Robert D. Hayward (October 28, 1927 - September 10, 1961) was a Canadian powerboat racer who was a three-time winner of the Harmsworth Cup as the pilot of Miss Supertest III.

From Embro, Ontario, Hayward was raised on his family's chicken farm and joined the Supertest racing team as a mechanic in 1957. Piloting Miss Supertest III, Hayward won the Harmsworth Cup in 1959, 1960, and 1961. A month after winning his third Harmsworth Cup, Hayward was killed while racing Miss Supertest II at the Silver Cup regatta on the Detroit River. The boat flipped over at 175 mph, breaking Hayward's neck. He was 33 years old. After his death, the Supertest team retired from racing.

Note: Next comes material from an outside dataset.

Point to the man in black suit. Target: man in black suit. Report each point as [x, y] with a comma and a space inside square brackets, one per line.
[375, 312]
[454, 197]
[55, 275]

Hayward was inducted in the Canadian Motorsport Hall of Fame in 2000. A YMCA in London, Ontario, where he lived at the time of his death, is named after him. A stretch of water at the Bay of Quinte near Deseronto, Ontario is known as Hayward Long Reach. Hayward was inducted into Canada's Sports Hall of Fame in 1960.

Canada Post issued a commemorative stamp in 2011 honouring the hydroplane racingboat Miss Supertest III, her driver Bob Hayward and businessman Jim Thompson, who designed and built her.

Thistle Theatre, a community theatre company, in Hayward's home town of Embro, ON, put on an original play about his life, racing and death. Shows occurred in March 2024.